Papilloma More Condition_symptoms



Scarf



What a story this story of scarf! This week it philosophized all directions: Teacher can they wear a headscarf in the classroom? Where does democracy? Begins proselytizing? Individual freedom or pedagogical neutrality? What is secularism? Is there a danger?
Frankly, I was fine to listen to debates, arguments pros and cons of those ... The only thing I could draw is that "fiercely for" made me so afraid that "strongly against".
Otherwise, no clear and reasoned opinion has arisen in my mind. Let
.
But with all this history, I thought back to my grammar school years. At the smell of chalk, dirty water, rotting sponge and bleach probably always characterizes classrooms. I thought back to the neon light which is presumably still be the same. I'm sure there's little change, finally, since the eighties: the benches, probably the same desperate graffiti porn or engraved at the top of the compass or carefully calligraphy marker. The same Pythagoras, Thales the same, the same poem by Lamartine, even the discovery of America.
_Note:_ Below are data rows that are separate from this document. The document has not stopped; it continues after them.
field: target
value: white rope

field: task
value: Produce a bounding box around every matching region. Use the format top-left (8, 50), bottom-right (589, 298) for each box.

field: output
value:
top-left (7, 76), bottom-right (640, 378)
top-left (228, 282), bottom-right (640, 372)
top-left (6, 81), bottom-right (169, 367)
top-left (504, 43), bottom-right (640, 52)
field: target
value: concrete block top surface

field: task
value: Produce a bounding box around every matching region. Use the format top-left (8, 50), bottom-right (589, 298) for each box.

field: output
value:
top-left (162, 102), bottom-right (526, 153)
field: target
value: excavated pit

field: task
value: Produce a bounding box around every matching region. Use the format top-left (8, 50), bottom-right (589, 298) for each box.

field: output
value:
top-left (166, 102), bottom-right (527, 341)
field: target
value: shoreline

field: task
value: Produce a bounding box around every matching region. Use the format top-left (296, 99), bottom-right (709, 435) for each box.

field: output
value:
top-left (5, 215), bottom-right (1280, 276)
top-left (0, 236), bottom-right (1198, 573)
The same rainy Récrés smoking on the sly puff of Mars, the same stinking toilets and probably even the pretty girls who are now in the same sticky dreams.
I remember my teachers: the professor of geography alcoholic who fell asleep on his Atlas, the gym teacher who wanted to make us men in us choking on tatami mats as hard as wood, a French teacher who threw chalk, the English teacher who was chewing because a gland problem, the professor of Dutch who had called us, and during an entire course in the language of Hugo Claus that the male sex was like the biceps, a muscle that could be driven ...
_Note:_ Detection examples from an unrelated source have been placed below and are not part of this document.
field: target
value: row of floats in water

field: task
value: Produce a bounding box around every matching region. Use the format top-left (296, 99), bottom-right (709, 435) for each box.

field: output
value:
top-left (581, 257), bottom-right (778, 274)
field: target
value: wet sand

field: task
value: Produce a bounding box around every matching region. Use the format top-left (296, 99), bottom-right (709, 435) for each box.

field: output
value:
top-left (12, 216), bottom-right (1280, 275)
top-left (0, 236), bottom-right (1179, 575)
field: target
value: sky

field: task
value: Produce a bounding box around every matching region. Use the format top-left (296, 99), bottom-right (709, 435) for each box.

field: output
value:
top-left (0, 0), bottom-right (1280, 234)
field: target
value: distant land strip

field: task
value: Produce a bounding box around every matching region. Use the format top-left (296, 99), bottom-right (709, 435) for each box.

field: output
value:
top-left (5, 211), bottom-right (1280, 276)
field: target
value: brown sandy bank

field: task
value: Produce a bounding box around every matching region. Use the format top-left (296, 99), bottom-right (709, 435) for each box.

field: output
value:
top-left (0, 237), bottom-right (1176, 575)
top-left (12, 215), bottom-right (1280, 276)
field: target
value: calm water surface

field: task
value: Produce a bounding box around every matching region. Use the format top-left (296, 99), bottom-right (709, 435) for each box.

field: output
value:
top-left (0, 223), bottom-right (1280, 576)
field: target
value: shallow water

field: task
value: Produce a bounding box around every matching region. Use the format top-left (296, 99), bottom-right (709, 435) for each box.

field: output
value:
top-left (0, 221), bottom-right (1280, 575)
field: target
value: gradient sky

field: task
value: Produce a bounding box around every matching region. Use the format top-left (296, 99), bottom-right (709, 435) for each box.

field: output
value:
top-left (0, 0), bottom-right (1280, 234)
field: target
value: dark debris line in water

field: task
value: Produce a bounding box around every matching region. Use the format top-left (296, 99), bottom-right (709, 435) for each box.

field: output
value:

In six years of high school, like everyone else, I loved some teachers, I hated and feared a handful few. My teachers was a good sampling of the world that I discovered: the forts that we "held" low we made use, sadists, smiling in the old girls in lace collar or exceeded the golden crosses, young trainees one wished secretly that the light would have endeared the subjects most thankless.
This wonderful zoo, I always keep them confused and feverish. A memory whose "net force" (I quote my teacher of physics that we spoke with nostalgia of the Belgian Congo) is certainly positive, carefree and festive.
Since this week, I wonder how I lived through the presence of a Prof. veiled ... How her veil I would have appeared through the prism of my hormones and the underlying disorder related to my adolescence? How could I have lived through this veil of misunderstanding my trigonometry, my questions about the precise length of a "normal sex" on my desperate attempts to look "cool", the terrible vision of my body Record informs growth?
Frankly, I think a veiled teacher I'd swung cons.